Je commencerais d’abord par rassurer les parents: votre tâche n’est pas facile. Savoir gérer un enfant qui fait un sport de compétition n’est pas une chose aisée. Que vous ayez été vous même sportif ou non, le moment de la défaite est toujours difficile à vivre, pour lui, comme (bien souvent) pour vous, parce que vous ne savez pas toujours comment «bien» réagir. La pratique sportive de compétition demande souvent aux parents (ou plus fréquemment à un parent en particulier) de s’organiser, de trouver des solutions pour conduire votre enfant à une compétition, de participer financièrement à ses entraînements et ses compétitions.

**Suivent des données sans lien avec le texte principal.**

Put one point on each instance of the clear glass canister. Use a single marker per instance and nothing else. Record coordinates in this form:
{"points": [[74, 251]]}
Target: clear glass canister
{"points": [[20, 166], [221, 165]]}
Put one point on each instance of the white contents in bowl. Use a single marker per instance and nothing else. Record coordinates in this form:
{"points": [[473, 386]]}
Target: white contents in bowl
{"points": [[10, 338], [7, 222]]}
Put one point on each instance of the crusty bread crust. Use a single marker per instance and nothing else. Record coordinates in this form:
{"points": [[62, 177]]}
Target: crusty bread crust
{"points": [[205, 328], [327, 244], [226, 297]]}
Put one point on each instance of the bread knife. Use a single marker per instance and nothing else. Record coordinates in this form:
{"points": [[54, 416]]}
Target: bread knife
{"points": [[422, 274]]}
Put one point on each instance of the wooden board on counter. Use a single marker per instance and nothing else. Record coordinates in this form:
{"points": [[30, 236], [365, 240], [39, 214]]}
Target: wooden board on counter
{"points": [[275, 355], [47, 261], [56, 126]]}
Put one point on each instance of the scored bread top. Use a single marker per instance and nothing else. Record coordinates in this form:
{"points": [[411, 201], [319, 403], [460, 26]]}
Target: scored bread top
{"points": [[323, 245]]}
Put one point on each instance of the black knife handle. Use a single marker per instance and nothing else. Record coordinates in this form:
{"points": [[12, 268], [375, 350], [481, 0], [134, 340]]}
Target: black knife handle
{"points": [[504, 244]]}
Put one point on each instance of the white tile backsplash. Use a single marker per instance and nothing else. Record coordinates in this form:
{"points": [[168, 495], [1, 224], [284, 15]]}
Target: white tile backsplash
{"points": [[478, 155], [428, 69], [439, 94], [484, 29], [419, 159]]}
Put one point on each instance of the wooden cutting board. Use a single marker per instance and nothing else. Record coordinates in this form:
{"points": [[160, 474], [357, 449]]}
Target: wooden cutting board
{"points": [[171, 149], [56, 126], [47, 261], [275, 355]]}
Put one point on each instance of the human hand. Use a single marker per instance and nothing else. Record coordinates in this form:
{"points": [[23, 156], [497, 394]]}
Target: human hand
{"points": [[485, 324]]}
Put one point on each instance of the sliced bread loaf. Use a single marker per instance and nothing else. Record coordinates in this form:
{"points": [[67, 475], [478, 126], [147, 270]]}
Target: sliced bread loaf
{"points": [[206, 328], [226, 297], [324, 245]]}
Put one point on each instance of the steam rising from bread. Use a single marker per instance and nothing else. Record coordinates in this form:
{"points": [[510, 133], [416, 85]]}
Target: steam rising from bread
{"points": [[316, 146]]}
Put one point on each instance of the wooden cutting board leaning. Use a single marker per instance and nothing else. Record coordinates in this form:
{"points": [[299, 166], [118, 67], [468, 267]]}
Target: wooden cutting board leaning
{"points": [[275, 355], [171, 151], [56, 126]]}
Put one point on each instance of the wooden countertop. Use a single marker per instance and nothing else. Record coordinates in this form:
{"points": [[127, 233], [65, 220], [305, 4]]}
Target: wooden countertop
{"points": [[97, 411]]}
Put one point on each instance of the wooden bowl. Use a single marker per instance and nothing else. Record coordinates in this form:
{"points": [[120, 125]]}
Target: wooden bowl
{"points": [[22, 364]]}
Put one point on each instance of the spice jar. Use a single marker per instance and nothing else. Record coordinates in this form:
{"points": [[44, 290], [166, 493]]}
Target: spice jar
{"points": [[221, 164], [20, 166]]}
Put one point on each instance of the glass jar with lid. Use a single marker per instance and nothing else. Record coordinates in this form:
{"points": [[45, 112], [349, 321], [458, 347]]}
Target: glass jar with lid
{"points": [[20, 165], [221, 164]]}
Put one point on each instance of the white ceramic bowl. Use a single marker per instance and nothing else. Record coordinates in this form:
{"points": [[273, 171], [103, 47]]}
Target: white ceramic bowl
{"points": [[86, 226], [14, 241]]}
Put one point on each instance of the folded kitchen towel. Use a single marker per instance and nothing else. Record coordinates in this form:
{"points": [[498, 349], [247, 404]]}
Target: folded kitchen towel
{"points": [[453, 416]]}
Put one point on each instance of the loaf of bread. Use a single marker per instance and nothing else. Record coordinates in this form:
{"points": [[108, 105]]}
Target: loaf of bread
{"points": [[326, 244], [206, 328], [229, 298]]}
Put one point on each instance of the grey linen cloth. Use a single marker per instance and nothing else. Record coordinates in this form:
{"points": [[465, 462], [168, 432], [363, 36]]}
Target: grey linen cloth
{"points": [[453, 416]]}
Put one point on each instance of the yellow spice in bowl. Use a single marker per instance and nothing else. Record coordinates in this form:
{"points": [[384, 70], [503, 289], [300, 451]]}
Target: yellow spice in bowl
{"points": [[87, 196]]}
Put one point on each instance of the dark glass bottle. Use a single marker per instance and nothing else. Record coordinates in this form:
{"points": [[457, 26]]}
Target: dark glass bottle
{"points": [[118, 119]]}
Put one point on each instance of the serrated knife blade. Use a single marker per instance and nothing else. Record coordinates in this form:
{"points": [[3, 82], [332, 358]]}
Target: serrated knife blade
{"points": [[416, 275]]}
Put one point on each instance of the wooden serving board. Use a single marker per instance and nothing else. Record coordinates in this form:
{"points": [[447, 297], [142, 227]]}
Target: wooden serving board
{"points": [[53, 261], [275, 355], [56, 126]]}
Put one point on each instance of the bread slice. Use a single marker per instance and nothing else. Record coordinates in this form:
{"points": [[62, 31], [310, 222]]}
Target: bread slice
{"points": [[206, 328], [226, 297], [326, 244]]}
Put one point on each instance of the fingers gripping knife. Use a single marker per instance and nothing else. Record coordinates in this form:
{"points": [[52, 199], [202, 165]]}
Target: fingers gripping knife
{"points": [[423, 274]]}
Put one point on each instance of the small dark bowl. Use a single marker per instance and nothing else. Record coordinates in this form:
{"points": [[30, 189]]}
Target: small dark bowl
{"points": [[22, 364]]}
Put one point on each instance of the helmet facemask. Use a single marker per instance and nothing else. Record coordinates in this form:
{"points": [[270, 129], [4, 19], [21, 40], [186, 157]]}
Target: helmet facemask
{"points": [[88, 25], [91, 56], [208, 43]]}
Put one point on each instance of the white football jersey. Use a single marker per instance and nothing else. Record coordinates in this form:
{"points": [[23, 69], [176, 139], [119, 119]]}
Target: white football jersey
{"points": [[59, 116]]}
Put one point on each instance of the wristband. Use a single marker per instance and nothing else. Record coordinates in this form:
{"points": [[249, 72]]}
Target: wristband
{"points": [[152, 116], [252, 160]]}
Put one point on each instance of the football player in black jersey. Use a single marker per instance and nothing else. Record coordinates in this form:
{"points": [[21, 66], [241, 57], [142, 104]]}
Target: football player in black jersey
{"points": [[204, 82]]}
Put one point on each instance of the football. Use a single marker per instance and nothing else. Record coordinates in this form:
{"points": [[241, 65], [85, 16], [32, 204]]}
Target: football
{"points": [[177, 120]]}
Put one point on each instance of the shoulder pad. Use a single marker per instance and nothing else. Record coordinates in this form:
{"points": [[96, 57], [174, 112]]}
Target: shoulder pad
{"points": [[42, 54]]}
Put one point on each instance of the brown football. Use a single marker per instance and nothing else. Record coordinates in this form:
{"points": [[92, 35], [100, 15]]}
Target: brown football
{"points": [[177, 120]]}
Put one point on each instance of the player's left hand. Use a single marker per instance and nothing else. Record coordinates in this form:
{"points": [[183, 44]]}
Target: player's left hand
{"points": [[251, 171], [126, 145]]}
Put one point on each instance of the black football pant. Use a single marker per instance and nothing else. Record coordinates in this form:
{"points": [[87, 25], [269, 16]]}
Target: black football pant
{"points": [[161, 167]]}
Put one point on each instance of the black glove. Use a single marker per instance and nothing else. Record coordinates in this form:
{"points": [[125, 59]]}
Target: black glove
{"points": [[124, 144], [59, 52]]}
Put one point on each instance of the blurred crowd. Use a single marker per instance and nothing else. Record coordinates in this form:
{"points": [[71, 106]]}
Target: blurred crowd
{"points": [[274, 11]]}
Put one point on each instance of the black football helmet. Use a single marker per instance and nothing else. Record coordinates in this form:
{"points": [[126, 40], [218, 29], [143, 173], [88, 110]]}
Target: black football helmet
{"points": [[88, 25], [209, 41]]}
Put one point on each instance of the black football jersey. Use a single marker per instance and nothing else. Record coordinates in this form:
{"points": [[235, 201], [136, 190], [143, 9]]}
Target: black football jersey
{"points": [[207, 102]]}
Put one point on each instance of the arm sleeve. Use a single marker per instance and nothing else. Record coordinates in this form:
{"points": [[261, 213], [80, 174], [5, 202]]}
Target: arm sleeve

Je rencontre plus souvent des parents qui essayent de faire de leur mieux, qui tentent de gérer les aspects émotionnels, qui se posent de bonnes questions mais parfois sans même s’en rendre compte, certains basculent dans des comportements qui deviennent néfastes pour leur enfant.
A vous, parents de sportifs, j’aimerais donc apporter mon éclairage, sans donner de leçon, car on ne peut pas parler de normes en matière d’éducation et que je n’aime pas cliver le comportement en «bon» ou «mauvais», mais je vous propose plutôt des questionnements sur vos comportements et votre vécu de parent avec votre enfant sportif.
Quelles sont les motivations de votre enfant?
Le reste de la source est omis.